I need to extract file names with their extension from an input text file to a string vector. The input text file is quite messy and serves as configuration file for some application.
What I know about the file names I am trying to extract is they are preceded by a 'file =' mention, the filename is quoted between ' ' or " ". Example : file="name.abc". I also have no guarantee of how spacing is : It may be file="name.abc", file = "name.abc" , file= "name.abc"... And extension can be of different lengths.
So I tried the following code:
std::vector<std::string> attachment_names;
std::istringstream words(text_content);
std::string word;
std::string pst_extension(".abc"); // My code should support any extension
while (words >> word)
{
auto extension_found = word.find(abc_extension);
if (extension_found != word.npos)
{
auto name_start = word.find("'") + 1;
//I am not even sure the file is quoted by ''
std::string attachment_name = word.substr(name_start, (extension_found + 3) - name_start + 1);
//Doing this annoys me a bit... Especially that the extension may be longer than 3 characters
attachment_names.push_back(attachment_name);
}
}
Is there a nicer way of doing this? Is there a possibility to rely more on the file caption to support any extension?
From C++11 or using boost, my recommendation is that you
use a regular expression with a regex iterator for this problem, since you have variations in the number of spaces and parsing is going to get a bit messy.
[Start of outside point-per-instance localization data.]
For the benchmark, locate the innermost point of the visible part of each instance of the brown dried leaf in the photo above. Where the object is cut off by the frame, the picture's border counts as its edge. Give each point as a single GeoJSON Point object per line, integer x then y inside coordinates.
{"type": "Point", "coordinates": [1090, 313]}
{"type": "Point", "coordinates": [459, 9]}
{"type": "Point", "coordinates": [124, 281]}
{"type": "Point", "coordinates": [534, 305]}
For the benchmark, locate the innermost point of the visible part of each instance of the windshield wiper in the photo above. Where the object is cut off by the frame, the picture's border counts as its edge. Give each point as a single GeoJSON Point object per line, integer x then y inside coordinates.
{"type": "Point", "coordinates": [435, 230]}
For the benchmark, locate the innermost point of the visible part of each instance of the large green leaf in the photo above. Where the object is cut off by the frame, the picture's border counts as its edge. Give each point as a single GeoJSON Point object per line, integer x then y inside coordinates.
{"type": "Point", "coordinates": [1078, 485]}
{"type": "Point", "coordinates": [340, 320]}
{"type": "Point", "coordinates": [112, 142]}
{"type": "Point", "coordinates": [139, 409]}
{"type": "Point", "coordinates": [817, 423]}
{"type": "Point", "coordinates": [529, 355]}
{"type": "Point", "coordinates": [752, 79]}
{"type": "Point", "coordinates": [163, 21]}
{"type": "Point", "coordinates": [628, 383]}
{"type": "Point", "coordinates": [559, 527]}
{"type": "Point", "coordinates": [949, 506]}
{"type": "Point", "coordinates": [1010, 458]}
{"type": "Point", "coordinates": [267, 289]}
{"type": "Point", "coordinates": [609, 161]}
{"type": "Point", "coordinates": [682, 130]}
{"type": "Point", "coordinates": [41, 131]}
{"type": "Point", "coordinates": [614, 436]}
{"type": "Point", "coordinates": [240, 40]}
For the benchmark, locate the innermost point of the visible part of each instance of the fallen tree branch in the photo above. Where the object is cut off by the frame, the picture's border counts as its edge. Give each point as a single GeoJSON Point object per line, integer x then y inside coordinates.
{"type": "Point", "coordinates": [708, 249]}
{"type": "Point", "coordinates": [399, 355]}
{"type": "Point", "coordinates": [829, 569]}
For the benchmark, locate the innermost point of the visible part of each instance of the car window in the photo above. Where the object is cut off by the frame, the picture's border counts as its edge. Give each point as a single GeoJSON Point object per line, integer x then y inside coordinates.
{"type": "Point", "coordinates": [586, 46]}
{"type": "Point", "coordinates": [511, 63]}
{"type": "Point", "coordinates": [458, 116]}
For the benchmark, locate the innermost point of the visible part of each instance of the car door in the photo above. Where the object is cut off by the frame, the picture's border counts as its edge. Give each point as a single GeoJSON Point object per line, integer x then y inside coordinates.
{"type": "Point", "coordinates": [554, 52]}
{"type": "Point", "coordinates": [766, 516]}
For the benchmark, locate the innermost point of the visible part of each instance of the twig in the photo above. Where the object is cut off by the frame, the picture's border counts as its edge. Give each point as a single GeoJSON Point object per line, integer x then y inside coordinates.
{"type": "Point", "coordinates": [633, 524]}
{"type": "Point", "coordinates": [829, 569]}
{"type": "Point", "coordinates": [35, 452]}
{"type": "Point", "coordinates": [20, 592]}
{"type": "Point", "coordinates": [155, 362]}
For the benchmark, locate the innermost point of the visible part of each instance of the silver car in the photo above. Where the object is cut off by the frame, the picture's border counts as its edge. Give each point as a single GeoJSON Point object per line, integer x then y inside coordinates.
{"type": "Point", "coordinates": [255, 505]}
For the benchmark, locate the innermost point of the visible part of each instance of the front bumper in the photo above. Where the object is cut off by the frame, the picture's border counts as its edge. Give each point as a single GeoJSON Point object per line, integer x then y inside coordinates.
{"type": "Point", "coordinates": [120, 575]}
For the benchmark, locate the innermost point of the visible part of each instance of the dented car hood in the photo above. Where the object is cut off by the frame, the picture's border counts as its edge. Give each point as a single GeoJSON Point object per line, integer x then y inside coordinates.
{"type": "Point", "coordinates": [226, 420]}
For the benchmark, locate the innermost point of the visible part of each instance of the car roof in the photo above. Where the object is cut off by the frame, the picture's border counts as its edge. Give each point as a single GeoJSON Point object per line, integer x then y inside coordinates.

A sregex_iterator will traverse the text and match regexes (you can use as a source any bidirectional iterator, for example, strings taken with getline
). A non-tested idea follows:
static std::regex const filename_re("[[:space:]]*file[[:space:]]*=(.*)[[:space:]]*");
std::regex_iterator rit(line.begin(), line.end(), filename_re), end;
while (rit != end) {
cout << rit[1] << ',';
++rit;
}
This, taking for each iteration your line, would get the filename found and print it, since the capture group captures the filename.